Как и большинство подростков, я пробирался к мечте через бурелом сомнений, не вполне понимая, кем должен стать. Уроки истории гремели эхом войны, пахли древней пылью и ржавчиной, я шагал в проломы времени, но видел там лишь отражение былых эпох. Математика ломала мне череп логарифмами, заставляла вилять равнобедренным треугольником, и я бежал от нее, как Остап Бендер от обманутой вдовы.
Набив синяки о корни квадратных уравнений, я потянулся к естественным наукам. И в биологии нашел все то, что так важно для подростка: понимание собственного тела и бурлящих в нем гормонов.
Первая девушка, которая меня поцеловала на ступеньках детского сада (хотя оба мы уже давно туда не ходили), сказала, что я много думаю и мало говорю. Тогда я еще не знал, что занимаюсь, как первобытный человек, «собирательством». Мои уши превратились в локаторы, глаза в сканеры, сердце в бездонную бочку, в которую я по наитию кидал все, что замечал и чувствовал.
Интерес не только к поцелуям, но и ко всему ползающему, летающему, плавающему, не видимому глазу побуждал меня стать ученым. Одно но: дислексики редко ими становятся. Сочинение по русскому языку, входящее в перечень вступительных экзаменов, в моем исполнении представляло клубок запутанных мыслей с кучей штампов и грамматических ошибок. Спасти могло только чудо.
И оно пришло во всеоружии: квадратное, в костюме с галстуком, выбритыми до синевы щеками и парой испепеляющих глаз с функцией рентгена.
Чудо-юдо оказалось репетитором по русскому языку и литературе, православным евреем и боксером. Первые пару месяцев я не получал у него ничего, кроме колов и двоек. Причем колы, хоть и не осиновые, причиняли острую боль. Наши занятия длились по шесть часов с перерывом на чай и сушки. В неделю я писал несколько сочинений и диктантов и не раз тонул в справочнике Розенталя.
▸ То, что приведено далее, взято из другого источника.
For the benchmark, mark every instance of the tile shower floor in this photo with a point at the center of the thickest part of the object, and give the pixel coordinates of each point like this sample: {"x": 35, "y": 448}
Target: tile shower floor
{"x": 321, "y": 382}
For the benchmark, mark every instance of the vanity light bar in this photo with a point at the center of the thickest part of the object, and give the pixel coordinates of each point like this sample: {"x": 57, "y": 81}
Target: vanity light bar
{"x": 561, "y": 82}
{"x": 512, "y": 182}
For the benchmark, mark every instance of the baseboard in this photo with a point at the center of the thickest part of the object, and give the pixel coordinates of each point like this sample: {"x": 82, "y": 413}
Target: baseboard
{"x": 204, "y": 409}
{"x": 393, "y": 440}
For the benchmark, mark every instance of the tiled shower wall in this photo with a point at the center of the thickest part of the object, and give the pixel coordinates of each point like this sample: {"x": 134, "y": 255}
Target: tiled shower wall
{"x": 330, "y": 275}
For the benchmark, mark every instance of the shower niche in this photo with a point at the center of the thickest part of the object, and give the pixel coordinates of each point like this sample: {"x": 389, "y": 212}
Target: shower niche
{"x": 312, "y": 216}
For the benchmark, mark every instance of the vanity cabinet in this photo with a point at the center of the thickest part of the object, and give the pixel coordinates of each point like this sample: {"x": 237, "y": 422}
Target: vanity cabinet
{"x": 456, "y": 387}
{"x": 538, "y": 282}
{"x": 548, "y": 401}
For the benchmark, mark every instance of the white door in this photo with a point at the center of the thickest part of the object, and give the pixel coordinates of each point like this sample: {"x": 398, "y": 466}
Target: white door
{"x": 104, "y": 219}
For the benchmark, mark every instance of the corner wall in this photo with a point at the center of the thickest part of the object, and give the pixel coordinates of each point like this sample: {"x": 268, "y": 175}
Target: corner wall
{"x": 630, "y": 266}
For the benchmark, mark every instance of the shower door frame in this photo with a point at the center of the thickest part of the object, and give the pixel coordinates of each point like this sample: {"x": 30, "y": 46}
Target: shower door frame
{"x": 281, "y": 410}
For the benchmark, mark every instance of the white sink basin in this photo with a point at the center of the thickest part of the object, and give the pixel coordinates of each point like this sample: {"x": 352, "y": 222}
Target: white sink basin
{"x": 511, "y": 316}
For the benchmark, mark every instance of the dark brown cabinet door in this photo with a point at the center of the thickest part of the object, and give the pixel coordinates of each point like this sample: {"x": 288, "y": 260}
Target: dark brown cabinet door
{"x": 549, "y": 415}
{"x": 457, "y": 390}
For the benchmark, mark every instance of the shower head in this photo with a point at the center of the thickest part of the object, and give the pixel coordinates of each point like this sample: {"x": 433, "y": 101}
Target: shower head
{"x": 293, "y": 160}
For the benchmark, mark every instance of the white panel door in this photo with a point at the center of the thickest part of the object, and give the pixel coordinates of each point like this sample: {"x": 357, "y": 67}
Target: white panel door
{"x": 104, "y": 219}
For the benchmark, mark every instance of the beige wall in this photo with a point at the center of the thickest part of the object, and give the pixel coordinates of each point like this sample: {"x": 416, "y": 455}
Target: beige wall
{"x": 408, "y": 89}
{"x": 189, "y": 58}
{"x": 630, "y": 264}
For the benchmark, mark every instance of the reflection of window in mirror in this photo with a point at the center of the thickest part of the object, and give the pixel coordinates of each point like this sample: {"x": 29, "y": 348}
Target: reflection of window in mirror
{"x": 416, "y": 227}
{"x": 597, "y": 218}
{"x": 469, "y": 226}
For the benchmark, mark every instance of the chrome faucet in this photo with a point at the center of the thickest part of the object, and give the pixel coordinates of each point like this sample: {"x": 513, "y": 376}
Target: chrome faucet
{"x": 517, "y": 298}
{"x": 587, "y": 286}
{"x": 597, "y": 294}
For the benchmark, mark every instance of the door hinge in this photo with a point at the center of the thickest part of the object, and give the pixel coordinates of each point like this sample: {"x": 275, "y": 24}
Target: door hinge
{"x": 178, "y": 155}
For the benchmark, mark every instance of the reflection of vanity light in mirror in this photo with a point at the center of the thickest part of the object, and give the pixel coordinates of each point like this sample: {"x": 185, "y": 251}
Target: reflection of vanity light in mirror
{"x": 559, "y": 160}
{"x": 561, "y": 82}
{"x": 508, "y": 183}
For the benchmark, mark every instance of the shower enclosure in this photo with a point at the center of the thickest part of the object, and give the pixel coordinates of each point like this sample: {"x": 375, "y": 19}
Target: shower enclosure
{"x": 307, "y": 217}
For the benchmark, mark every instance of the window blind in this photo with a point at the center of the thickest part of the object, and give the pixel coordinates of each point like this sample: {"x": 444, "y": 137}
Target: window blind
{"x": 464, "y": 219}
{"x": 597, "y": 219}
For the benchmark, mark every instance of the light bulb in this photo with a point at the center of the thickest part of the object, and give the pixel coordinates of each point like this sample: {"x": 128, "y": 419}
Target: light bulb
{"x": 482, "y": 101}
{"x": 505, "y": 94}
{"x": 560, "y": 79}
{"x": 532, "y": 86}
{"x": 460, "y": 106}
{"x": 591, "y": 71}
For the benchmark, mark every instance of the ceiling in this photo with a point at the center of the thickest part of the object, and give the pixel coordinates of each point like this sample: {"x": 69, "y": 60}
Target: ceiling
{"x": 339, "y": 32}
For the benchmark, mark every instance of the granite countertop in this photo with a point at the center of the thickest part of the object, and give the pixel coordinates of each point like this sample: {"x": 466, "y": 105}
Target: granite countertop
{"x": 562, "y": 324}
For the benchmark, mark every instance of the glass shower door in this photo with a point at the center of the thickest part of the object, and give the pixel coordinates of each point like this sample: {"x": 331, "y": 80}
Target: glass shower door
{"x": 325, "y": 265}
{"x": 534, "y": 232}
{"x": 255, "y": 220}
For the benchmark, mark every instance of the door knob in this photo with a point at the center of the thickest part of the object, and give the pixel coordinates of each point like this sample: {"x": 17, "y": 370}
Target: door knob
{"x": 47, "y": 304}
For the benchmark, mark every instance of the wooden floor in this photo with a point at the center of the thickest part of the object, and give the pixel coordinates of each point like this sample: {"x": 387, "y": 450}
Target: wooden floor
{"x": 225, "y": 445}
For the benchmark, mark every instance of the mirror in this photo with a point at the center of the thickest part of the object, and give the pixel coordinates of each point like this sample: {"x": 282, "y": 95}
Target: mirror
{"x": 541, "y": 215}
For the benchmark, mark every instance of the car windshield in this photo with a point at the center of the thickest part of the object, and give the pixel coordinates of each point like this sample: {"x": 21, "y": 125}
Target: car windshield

Где-то посреди зимы, когда меня уже тошнило от пунктуации, деепричастных оборотов и биографии Пушкина, я открыл тетрадь и увидел там первую четверку за сочинение.
В тот момент мне показалась, что она написана моей кровью.
Последние полгода до выпуска из школы я писал сочинения за своих друзей, с удовольствием работая литературным негром.
Где-то там за партой, под монотонный голос учительницы, я написал свое первое стихотворение о людях-деревьях, которые сгнили.
На биофаке я узнал, что анатомия писателя ничем не отличается от строения любого другого человека. Разве что две точки в его теле — ягодицы и мозг — играют первостепенное значение. Две верхние половинки приказывают двум нижним сидеть на месте и работать. Нижние неохотно слушаются и быстро немеют. Верхние перестают чувствовать вес нижних, парят над землей, и тогда к автору приходят вдохновенные тексты.
Ученый во мне говорил, что за творчество отвечает мозг, поэт спорил и показывал на сердце. Ученый заглянул в сердце и обнаружил там два предсердия и пару желудочков. Поэт закатил глаза и начал петь о бессмертной душе. Ученый покрутил пальцем у виска и пошел гонять крыс по лабиринту.
Так я и жил. Утром записывал на камеру поведение грызунов, которым брызнули в нос гормон, вечером шел в библиотеки и клубы читать стихи.
Ученый страдал от того, что приходится мучить животных, поэт — просто потому, что все поэты страдают.
Встреча двух этих разных людей произошла не в баре, но в подземном переходе, где в одной и той же дворняге ученый узнал собаку Павлова, а поэт — символ одиночества. Вернее, они встретились в прозе.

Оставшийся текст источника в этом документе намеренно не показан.